Antiche Sere is just inside one of the gates to the historic center of Bevagna. They had about three choices of appetizer, primi, and secondi. The only dessert listed was the Dolce della Casa. We were fairly well stuffed by then so we declined. Although I was curious about what it was. We shared a panzanella salad. This is one of the things that is different everywhere you go. This one had celery, olives, tomato, and basil. Some have onion and cucumber. All different, but all good. I love the stale bread that soaks up all the flavors of the salad so that you not only taste the dressing, you also taste the essence of the ingredients. And those fabulous, juicy tomatoes that explode in your mouth. It’s such a great summertime salad. Just throw together whatever you have with some old, crusty bread and douse it with oil, vinegar, and seasoning.

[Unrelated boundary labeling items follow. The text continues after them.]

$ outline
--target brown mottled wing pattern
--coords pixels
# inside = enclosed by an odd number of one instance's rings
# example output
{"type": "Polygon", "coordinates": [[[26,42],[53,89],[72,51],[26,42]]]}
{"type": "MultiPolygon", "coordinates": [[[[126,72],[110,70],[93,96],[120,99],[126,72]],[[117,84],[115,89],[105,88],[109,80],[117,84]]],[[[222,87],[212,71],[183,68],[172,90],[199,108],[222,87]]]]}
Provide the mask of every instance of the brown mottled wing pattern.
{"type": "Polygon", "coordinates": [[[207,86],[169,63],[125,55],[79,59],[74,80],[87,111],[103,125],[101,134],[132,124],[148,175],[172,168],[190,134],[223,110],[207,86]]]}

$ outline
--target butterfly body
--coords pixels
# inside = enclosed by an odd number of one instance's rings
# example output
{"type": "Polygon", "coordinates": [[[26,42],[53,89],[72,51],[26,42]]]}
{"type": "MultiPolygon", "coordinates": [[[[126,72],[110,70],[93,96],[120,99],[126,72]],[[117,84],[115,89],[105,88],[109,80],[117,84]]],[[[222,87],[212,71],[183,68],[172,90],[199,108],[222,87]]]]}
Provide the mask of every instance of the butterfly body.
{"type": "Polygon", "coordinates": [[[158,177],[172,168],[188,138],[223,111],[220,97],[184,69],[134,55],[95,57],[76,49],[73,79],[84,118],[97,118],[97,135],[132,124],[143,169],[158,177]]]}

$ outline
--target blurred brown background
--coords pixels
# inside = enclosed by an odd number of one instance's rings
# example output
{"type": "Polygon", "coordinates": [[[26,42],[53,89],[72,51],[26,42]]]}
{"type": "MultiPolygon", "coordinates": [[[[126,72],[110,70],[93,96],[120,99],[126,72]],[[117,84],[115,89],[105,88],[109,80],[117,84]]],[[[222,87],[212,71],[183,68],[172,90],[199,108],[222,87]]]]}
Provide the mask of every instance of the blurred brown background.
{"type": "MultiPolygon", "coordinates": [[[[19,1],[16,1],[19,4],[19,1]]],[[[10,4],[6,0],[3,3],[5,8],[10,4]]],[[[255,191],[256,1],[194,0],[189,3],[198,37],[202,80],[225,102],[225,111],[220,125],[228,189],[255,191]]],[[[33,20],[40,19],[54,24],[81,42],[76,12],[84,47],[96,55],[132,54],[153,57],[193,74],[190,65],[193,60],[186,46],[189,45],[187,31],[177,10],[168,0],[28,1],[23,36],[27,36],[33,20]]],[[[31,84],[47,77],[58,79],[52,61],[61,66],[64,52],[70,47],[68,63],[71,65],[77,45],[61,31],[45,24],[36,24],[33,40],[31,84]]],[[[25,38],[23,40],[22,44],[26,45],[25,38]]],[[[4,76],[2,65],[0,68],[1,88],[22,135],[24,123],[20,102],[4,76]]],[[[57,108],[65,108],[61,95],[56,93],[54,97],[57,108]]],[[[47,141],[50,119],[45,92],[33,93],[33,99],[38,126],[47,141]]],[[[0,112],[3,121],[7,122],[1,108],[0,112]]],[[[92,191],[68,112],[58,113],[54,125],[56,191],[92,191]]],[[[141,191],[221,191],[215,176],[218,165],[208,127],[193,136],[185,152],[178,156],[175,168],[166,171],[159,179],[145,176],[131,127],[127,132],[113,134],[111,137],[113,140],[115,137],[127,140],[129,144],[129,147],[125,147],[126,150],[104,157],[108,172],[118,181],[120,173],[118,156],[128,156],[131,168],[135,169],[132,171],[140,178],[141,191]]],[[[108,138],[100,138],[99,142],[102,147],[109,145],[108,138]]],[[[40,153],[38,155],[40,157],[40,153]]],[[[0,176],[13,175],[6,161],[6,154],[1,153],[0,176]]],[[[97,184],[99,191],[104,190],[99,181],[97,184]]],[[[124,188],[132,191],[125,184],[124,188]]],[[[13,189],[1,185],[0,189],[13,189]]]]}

Steve had the stringozzi (means shoestring-like) pasta with a maiale nero ragu. Maiale nero is a black pig. I’m not entirely sure what’s supposed to be special about it, but the sauce was fantastic. I had gnocchi with onions and sausage cooked in Sagrantino wine. If you don’t know Sagrantino, I would advise you to make an introduction. It’s very hard to find in the US and is from the area we were having lunch. This dish, I will admit, did not look very good. Anything cooked in red wine, especially things like pasta and gnocchi, take on a washed out burgundy appearance that really doesn’t look that appetizing. But it was incredible. The gnocchi were fluffy and light, not the heavy at all, and the flavor from the Sagrantino sauce was a concentrated slice of heaven.
After lunch we strolled around town for a few minutes. Bevagna is well worth a visit, whether it’s for lunch or not. It’s a beautiful town with killer views and interesting architecture. According to legend (there’s always a legend in Italy) the countryside near Bevagna is where St. Francis preached to the birds. Remind of you of someone from Atlanta who recently died? Put it on your list.
Lucignano. We’ve never been here. I have been saving up places that I read about or see on Instagram and this was one of them. It’s less than an hour from here and a relative easy drive (easy for me, anyway, as I’m sitting in the passenger seat). This town is laid out in a circular pattern and the streets go up until you reach the center at the top. It makes it very easy to navigate. It’s a beautiful medieval hill town and its claim to fame is the Tree of Gold. It’s a reliquary, which holds saints’ bones fragments and supposedly pieces of Christ’s cross. It’s a might fancy thing and was made by goldsmiths in the 14th century. It’s a very intricate design of gold and coral with all these little bone holders shaped like leaves. It’s about six feet tall and is housed in a glass case. Very hard to get a good picture of, so this is the best I could manage. For some reason which remains a mystery to me, the tree is supposed to bring good luck and eternal love to couples who visit it. Well, Steve, Millie, and I stood before it so we’ll see what happens.
I had no leads on lunch here, so we stopped into a little trattoria with a gorgeous terrace. We had a wonderful Sunday lunch under the canopy, shading us from the warm sun. I had pici pasta alla gricia and it was very good. Pici is a typical pasta from around this area. It’s fat, round, and long. Alla gricia is prepared with guanciale (pork check), cheese, and pepper. Steve had gnudi with spinach, ricotta and sage. Gnudi is pasta without the pasta. It’s replaced by the light, fluffy ricotta and is one of the most flavorful things you can imagine. It (almost) makes you wonder why we bother with pasta in the first place. Then we shared a serving of tagliata, sliced steak.
Lovely days in magical places traveling through Tuscany. Hoping for many, many more just like this.